Personal information
- Full name: Aníbal Francisco Cibeyra
- Date of birth: 29 July 1949 (age 76)
- Place of birth: Santos Lugares, Buenos Aires, Argentina
- Position: Right winger

Youth career
- 1956–1966: River Plate

Senior career*
- Years: Team / Apps / (Gls)
- 1967–1969: River Plate
- 1969–1977: Guadalajara
- 1973–1974: → Unión Tumán (loan)
- 1976–1976: → Atlanta (loan)
- 1976: → Atlético Junior (loan)
- 1977: Boca Juniors / 16 / (2)
- 1978: Emelec
- 1979–1980: Everest

International career
- 1967: Argentina U20

= Aníbal Cibeyra =

Argentinian footballer (born 1949)

Francisco Aníbal Cibeyra (born 29 July 1949) is a retired Argentine footballer. Nicknamed "Loco", he was known for playing for both River Plate and Boca Juniors throughout the 1970s as well as for a variety of clubs across Peru, Colombia and Ecuador.

==Club career==
Cibeyra was born on 29 July 1949 at Santos Lugares, he began playing as a right winger within the youth sector of Club Atlético River Plate in 1956. Following his promotion to the senior squad in 1967, he played for two more years until he was loaned out to Guadalajara in the beginning of the 1969–70 season. Throughout his career with Chivas, he would be loaned out to several clubs including Unión Tumán in Peru, Atlanta and Atlético Junior in Colombia. In the 1977 season, Cibeyra arrived at Boca Juniors but only made 16 appearances and scored two goals against Platense and Huracán.
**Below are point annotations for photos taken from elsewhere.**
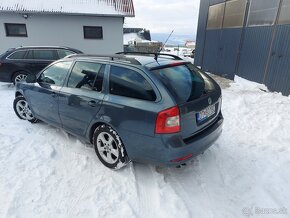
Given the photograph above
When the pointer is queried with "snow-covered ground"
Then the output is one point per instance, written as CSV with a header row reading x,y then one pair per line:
x,y
44,172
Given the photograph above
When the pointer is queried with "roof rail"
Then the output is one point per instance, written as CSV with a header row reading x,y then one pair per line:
x,y
114,57
155,54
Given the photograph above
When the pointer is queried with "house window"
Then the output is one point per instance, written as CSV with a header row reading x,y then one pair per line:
x,y
216,16
93,32
285,15
263,12
13,29
234,13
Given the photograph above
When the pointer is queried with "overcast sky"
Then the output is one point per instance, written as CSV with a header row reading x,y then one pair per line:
x,y
162,16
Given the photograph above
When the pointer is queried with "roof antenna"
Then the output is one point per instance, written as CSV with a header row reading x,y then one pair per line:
x,y
166,41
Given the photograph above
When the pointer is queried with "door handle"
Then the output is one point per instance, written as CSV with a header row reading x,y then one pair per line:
x,y
53,94
93,103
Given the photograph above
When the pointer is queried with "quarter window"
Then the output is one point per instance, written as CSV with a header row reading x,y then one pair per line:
x,y
13,29
215,16
263,12
93,32
234,13
17,55
87,75
55,74
63,53
129,83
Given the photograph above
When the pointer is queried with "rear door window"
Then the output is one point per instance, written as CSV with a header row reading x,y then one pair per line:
x,y
129,83
87,75
55,74
185,82
44,54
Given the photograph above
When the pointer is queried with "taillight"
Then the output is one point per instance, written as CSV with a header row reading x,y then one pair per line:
x,y
168,121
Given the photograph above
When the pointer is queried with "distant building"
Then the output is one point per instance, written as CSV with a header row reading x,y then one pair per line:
x,y
94,26
190,44
248,38
139,40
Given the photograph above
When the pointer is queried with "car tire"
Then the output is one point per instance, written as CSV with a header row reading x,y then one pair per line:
x,y
19,76
22,109
109,147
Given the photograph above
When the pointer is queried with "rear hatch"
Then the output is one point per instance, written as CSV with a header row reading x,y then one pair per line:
x,y
196,94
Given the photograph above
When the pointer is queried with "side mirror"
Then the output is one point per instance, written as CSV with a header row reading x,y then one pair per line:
x,y
31,78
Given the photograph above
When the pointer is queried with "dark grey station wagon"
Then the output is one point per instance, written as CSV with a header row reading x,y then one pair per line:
x,y
151,108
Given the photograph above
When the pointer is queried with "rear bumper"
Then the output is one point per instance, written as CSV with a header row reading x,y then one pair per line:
x,y
194,145
163,149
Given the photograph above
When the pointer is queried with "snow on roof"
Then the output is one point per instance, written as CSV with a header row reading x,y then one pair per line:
x,y
86,7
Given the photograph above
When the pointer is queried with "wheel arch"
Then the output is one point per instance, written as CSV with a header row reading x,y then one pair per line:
x,y
18,71
18,94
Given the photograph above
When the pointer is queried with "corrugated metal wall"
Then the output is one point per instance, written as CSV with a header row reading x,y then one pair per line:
x,y
260,54
278,75
200,39
254,53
Following this, he spent the rest of his career in Ecuador as he first began playing for Emelec in 1978. Despite being around the end of his career, Cibeyra's tenures with Emelec in 1978 and Everest in 1979 and 1980 with the latter being his final season before retirement. During the 1978 editions of the Clásico del Astillero, he scored three consecutive Olympic goals with his first being in a 2–1 victory alongside a goal from his teammate Lupo Quiñónez on 9 June, surprising Barcelona goalkeeper Gerardo Rodríguez. His second Olympic goal came during a 2–1 defeat following goals from Ángel Liciardi and Jorge Chica where he managed to save the club from a complete defeat as after Barcelona goalkeeper Enrique Aguirre managing to save a goal, Cibeyra soon supported the effort by ultimately scoring the only goal of the Bombillo on 17 September. His third came on 19 November that year in a 1–0 victory just as the season was concluding. This set a new record of the amount of Olympic goals scored by a single player in the Liga Pro with Cibeyra serving as a contributor to the worldwide recognition of the strategy.

==International career==
Cibeyra represented the Argentina U20 for the 1967 South American U-20 Championship where the club claimed their first title.